Wednesday, March 22, 2006

lechem

“Man cannot live on bread alone” - כי לא על הלחם לבדו יחיה האדם (Devarim 8:3)

While it is clear from the verse that there are more important things in life than lechem (or lehem/lekhem) לחם bread, by its placement it is also clear that lechem is of very high significance. What is the meaning of this staple word?

Well, first of all, it's not clear that it originally meant only bread. In Arabic lahm means meat, and as Ruth Almagor-Ramon points out here: http://msradio.huji.ac.il/wwwroot/INST/rega.doc
lechem meant "the main food". When flour was the basis of the main food, then lechem meant bread; for those who relied mainly on meat, then the same root took on that meaning.

Stahl explains the term similarly. He points out that Hebrew also preserves some of the non-bread meaning of lechem, as in the verse from Tzefania 1:17: וְשֻׁפַּךְ דָּמָם כֶּעָפָר, וּלְחֻמָם כַּגְּלָלִים - "their blood will be poured out like dust, and their flesh like dung". Here l'chum refers to flesh, to meat.

In Hebrew, Bethlehem derives from Beit Lechem - the House of Bread. In Arabic, they call it Beit Lahm - House of Meat. (The English word bedlam derives from a London mental hospital called "Hospital of Saint Mary of Bethlehem".)

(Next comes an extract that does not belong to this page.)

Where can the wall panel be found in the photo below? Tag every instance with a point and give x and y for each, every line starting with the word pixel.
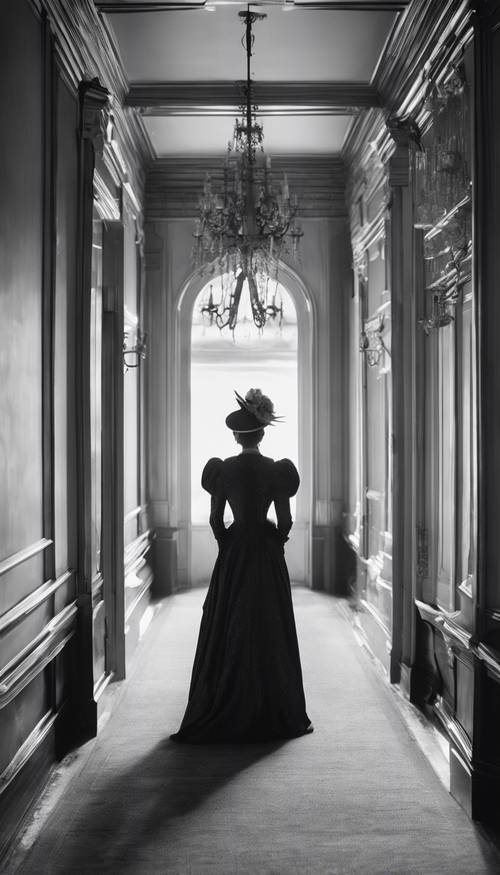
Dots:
pixel 21 184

What about two other words that share the same root with lechem - מלחמה milchama - war, and הלחמה halchama - welding? Both Stahl and Almagor explain that they are all connected. Welding brings things closer, and in war in ancient times, the combatants were very close to one another. And what about lechem? Almagor claims that man feels very close to lechem (food), whereas Stahl says that the flesh association is earlier, and explains that lechem (flesh) is very close to the bone.